“使い回し”減らず、院内感染発生も
 再製造SUDが制度化された背景には、厚労省が再三にわたり医療機関にSUDの適正使用を求めているにもかかわらず、病院内でSUDの“使い回し”が後を絶たないことがある。SUDの再使用が判明するたびに、厚生労働省は再使用禁止の通達を出しているが、「実質的に大きな改善を見ていない」(佐伯社長)状況だ。

 院内で洗浄・滅菌したSUDは、医療機器メーカーによる安全性や性能の保証もない。そのため、感染や製品の劣化リスクが指摘されている。実際、過去にSUDの再使用で院内感染が発生するなど健康被害につながったケースも少なくない。
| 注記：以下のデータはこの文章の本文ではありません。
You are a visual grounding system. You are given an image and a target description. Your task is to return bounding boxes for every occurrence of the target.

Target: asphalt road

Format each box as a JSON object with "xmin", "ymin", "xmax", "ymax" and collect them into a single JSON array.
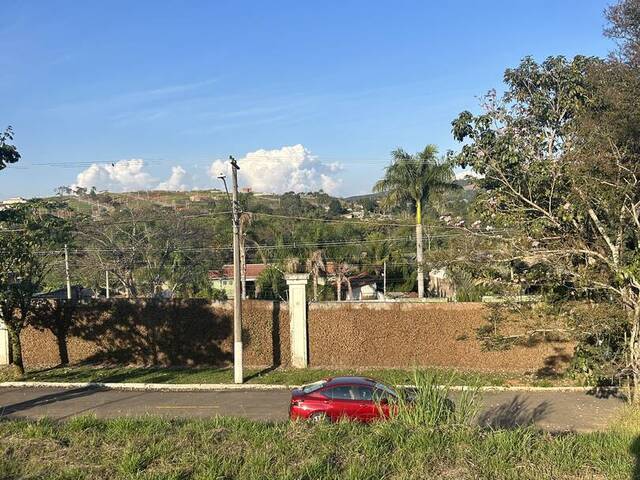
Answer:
[{"xmin": 0, "ymin": 388, "xmax": 624, "ymax": 431}]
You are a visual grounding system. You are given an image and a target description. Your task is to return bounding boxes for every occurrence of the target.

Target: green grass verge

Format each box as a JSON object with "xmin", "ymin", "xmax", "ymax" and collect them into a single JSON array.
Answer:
[
  {"xmin": 0, "ymin": 366, "xmax": 566, "ymax": 386},
  {"xmin": 0, "ymin": 411, "xmax": 640, "ymax": 480}
]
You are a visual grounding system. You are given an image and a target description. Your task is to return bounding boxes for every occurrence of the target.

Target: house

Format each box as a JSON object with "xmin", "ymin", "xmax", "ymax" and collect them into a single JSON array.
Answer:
[
  {"xmin": 0, "ymin": 197, "xmax": 27, "ymax": 211},
  {"xmin": 33, "ymin": 285, "xmax": 96, "ymax": 301},
  {"xmin": 208, "ymin": 263, "xmax": 268, "ymax": 298},
  {"xmin": 343, "ymin": 272, "xmax": 379, "ymax": 300},
  {"xmin": 429, "ymin": 268, "xmax": 456, "ymax": 298}
]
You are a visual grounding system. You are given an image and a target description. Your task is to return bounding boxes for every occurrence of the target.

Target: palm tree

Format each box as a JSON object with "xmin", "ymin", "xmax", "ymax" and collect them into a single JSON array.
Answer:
[
  {"xmin": 335, "ymin": 261, "xmax": 353, "ymax": 301},
  {"xmin": 307, "ymin": 250, "xmax": 326, "ymax": 302},
  {"xmin": 373, "ymin": 145, "xmax": 458, "ymax": 298},
  {"xmin": 238, "ymin": 212, "xmax": 253, "ymax": 299}
]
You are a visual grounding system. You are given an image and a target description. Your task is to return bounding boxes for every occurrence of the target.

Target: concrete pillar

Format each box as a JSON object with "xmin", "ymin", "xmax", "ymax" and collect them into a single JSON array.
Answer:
[
  {"xmin": 0, "ymin": 321, "xmax": 11, "ymax": 365},
  {"xmin": 284, "ymin": 273, "xmax": 309, "ymax": 368}
]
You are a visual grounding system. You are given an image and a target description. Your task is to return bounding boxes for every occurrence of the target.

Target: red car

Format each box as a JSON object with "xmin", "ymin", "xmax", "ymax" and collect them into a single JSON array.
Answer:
[{"xmin": 289, "ymin": 377, "xmax": 398, "ymax": 422}]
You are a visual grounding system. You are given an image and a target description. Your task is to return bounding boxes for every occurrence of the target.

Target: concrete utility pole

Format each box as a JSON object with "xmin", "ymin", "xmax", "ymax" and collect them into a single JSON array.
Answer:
[
  {"xmin": 382, "ymin": 260, "xmax": 387, "ymax": 300},
  {"xmin": 64, "ymin": 243, "xmax": 71, "ymax": 300},
  {"xmin": 229, "ymin": 156, "xmax": 244, "ymax": 383}
]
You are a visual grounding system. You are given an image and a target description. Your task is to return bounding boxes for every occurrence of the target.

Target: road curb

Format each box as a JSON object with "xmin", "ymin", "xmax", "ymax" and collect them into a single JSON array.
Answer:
[{"xmin": 0, "ymin": 382, "xmax": 619, "ymax": 393}]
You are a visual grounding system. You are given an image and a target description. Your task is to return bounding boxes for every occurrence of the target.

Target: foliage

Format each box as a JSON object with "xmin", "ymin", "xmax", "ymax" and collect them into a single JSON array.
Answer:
[
  {"xmin": 0, "ymin": 201, "xmax": 70, "ymax": 371},
  {"xmin": 0, "ymin": 126, "xmax": 20, "ymax": 170},
  {"xmin": 0, "ymin": 404, "xmax": 640, "ymax": 480},
  {"xmin": 453, "ymin": 51, "xmax": 640, "ymax": 398},
  {"xmin": 256, "ymin": 265, "xmax": 287, "ymax": 300},
  {"xmin": 373, "ymin": 145, "xmax": 457, "ymax": 219}
]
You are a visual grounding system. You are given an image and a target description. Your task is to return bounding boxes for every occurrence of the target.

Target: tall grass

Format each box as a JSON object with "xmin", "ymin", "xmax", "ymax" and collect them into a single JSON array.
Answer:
[
  {"xmin": 0, "ymin": 372, "xmax": 640, "ymax": 480},
  {"xmin": 394, "ymin": 370, "xmax": 478, "ymax": 430}
]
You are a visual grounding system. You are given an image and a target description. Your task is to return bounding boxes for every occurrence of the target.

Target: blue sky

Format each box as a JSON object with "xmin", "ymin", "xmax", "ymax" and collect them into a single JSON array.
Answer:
[{"xmin": 0, "ymin": 0, "xmax": 611, "ymax": 198}]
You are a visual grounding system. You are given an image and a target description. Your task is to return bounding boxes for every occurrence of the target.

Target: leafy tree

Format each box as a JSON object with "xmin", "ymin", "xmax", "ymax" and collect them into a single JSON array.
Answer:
[
  {"xmin": 256, "ymin": 265, "xmax": 287, "ymax": 300},
  {"xmin": 0, "ymin": 201, "xmax": 70, "ymax": 373},
  {"xmin": 307, "ymin": 250, "xmax": 326, "ymax": 302},
  {"xmin": 453, "ymin": 56, "xmax": 640, "ymax": 398},
  {"xmin": 373, "ymin": 145, "xmax": 458, "ymax": 298},
  {"xmin": 329, "ymin": 198, "xmax": 344, "ymax": 216},
  {"xmin": 0, "ymin": 126, "xmax": 20, "ymax": 170}
]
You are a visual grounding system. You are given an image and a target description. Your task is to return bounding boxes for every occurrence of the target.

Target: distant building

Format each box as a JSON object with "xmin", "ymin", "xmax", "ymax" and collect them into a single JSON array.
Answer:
[
  {"xmin": 0, "ymin": 197, "xmax": 27, "ymax": 210},
  {"xmin": 208, "ymin": 263, "xmax": 268, "ymax": 298},
  {"xmin": 33, "ymin": 285, "xmax": 96, "ymax": 301}
]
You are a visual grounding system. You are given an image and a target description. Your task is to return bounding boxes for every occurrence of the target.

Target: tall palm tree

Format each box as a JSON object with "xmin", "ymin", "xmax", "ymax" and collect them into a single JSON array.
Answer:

 それでもSUDの使い回しがなくならないのは、SUDが高価なことが影響している。SUDは1本数十万円とも言われ、手術のたびに複数本使用する。

 「医療関係者から高価なSUDを1回で使い捨てするのはもったいないという声はよく聞く」(関係者)。表面化していないが、多くの医療機関で使い回しの実態が残っているとの指摘もある。

 松本理事長は「(再製造SUDは)医療機関からの“問題提起”でもある」と問いかける。武藤教授も「再製造SUDは第3の道。院内での再滅菌、再使用が減るのではないか」と期待している。
(文=村上毅)
【単回使用医療機器の再製造】
安全確保のため、使い捨てとしている単回使用医療機器(SUD)を収集し、分解、洗浄、部品交換、滅菌など適切に再製造し、再使用を認める制度。2017年7月に厚生労働省が省令を改正し、導入した。主なSUDには、EP(電気生理用)カテーテルや腹腔(ふくくう)鏡用血管シーリングデバイスなどがあり、米国では先行導入され、医療現場で使用されている。今回の制度では再製造SUDの製造・販売には製造販売業の許可を必要とするほか、オリジナル品とは別の品目として承認を必要とする。再生部品や製造、流通のトレーサビリティー(履歴管理)を確保し、安全対策や回収など医薬品医療機器法上の責任は、再製造した製造販売業者が担う。